Diversifying in Philanthropy

The GiveWell blog wrote recently about the trade offs between doing research on multiple charitable sectors or going deeper on fewer sectors.

In the financial markets, the concept of “diversification” says that by adding additional investments into your portfolio (especially when they are “uncorrelated”, or in a different business, with your other investments) you will lower the risk of your portfolio while only marginally reducing your expected return.

“Diworsification” on the other hand refers to when a company enters businesses that are outside their area of core expertise and thereby reduce the returns they can achieve.

Since I often compare philanthropy to financial markets (although I’ve pointed out that business people are making a major mistake when they think for-profit models can be used in philanthropy without adjusting for the different environment), I thought I’d share this back and forth from the comments on the GiveWell post:

Sean Stannard-Stockton says:
February 20th, 2008 at 9:55 am

I think the problem you’re facing has less to do with something innate to
philanthropy or a function of your resources and is more a problem with
the underdeveloped infrastructure in our industry.

Investment managers who run stock portfolios generally hold stocks
across many sectors/industries. But they are not trying to be experts
in every field. Instead, they have access to an army of specialized
analysts who focus on only 5-10 companies and understand all the
dynamics in their sub-industry.

Without these underlying experts, you have to do all the work
yourself. If you look back at the financial markets in the 1920-1950
time period, you would find a similar underlying dynamic. At that time,
investors might have held fewer stocks across fewer industries than
they do today, but I think you would find support for your choice to
focus across a range of “industries” rather than just picking one.

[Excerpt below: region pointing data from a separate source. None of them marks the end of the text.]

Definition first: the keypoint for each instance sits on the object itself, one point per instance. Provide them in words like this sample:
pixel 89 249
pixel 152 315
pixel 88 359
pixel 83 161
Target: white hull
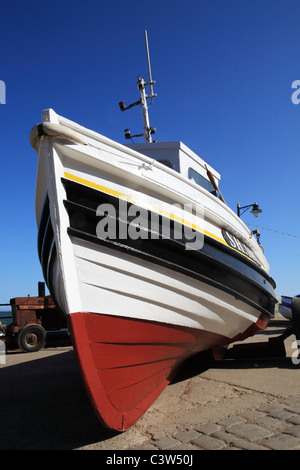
pixel 138 307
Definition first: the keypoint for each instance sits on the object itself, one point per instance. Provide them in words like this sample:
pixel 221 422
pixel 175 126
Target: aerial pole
pixel 141 84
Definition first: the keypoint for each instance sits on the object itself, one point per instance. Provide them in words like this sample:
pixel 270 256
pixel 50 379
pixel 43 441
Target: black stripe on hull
pixel 47 247
pixel 215 264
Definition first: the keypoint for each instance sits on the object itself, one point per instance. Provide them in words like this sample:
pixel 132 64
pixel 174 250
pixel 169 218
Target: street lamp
pixel 255 209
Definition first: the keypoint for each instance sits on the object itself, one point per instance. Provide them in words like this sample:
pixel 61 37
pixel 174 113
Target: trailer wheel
pixel 296 316
pixel 32 338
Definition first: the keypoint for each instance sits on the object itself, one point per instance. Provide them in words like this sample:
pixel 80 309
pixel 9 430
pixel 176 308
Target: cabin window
pixel 199 179
pixel 167 163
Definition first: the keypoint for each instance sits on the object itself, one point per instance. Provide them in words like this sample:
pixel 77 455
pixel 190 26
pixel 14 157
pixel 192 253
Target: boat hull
pixel 138 306
pixel 126 363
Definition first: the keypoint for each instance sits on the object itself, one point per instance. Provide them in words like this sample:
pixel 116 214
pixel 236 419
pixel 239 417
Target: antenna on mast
pixel 141 84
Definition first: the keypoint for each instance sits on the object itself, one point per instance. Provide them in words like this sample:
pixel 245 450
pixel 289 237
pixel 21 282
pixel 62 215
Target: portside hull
pixel 139 306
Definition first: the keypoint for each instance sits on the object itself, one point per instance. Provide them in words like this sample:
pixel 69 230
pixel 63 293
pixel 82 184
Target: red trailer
pixel 32 318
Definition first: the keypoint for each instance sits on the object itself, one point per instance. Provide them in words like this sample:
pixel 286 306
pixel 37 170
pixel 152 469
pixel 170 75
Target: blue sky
pixel 224 71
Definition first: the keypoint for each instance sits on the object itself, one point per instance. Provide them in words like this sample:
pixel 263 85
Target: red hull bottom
pixel 126 363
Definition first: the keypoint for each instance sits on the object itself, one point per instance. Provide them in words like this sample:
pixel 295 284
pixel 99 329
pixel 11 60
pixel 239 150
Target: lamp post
pixel 255 209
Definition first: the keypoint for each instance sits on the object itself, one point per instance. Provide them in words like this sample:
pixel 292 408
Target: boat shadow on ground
pixel 44 406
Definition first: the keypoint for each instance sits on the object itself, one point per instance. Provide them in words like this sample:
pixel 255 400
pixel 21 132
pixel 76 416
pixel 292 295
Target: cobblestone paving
pixel 273 426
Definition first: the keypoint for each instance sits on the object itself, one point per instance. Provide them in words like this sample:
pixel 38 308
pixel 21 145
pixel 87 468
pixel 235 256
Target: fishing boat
pixel 141 252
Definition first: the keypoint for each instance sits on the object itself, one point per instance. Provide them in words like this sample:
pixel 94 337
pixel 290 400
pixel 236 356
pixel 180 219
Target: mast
pixel 141 84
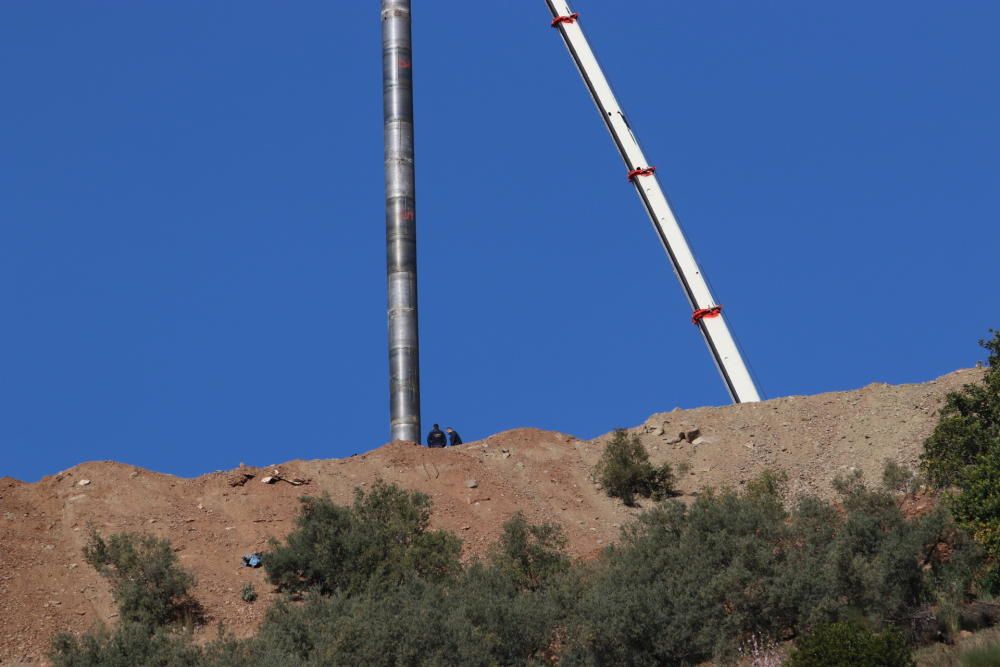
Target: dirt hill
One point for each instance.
(212, 520)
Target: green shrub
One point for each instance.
(147, 584)
(381, 540)
(969, 426)
(625, 472)
(529, 555)
(687, 583)
(963, 453)
(850, 645)
(129, 645)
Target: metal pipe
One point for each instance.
(400, 221)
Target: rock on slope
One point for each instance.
(45, 586)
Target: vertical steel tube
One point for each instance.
(400, 219)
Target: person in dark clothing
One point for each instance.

I at least am glad that there is some breadth to your research and
would rather see more causes than a deeper dive on what you’re already
looking at. Hopefully you can do both.

michael vassar says:
February 20th, 2008 at 1:31 pm

The analogies between investment and philanthropy are poor because personal
wealth has strongly diminishing returns so risk aversion is rational
while philanthropic spending has very weakly diminishing returns so
risk aversion is only rational with VERY large portfolios.
Consequentially, rational investors investigate many possible
investments in low depth and choose a large number of them but rational
philanthropists invest a diverse array of approaches but choose only
one until that one is fully funded.

The advantage of focusing on the big picture comes from the fact
that the expected returns in philanthropy, unlike those in fully liquid
investment sectors, varies radically between sectors. There is nothing
like this in liquid investing. Tech stocks might systematically perform
twice as well as industrials, or in another market one half as well,
but they won’t ever have 100X the expected return. If you are committed
to making liquid investments then its more rational to spend the effort
to double your expected returns in a random industry than to try to
find an industry that will do twice as well as another with a bird’s
eye view. OTOH, if you look at non-liquid investments, the birds eye
view becomes relevant. Someone deciding between investments in jewelry,
Florida real estate, timber, baseball cards, great master paintings and
clean energy start-ups may rationally expect the best performing of
these to return 100X as much as the average and 10,000 times more than
the worst. Deciding what broad class of investment to make is likely to
be more important than the decisions made within the class so the birds
eye view is appropriate even if you are risk neutral.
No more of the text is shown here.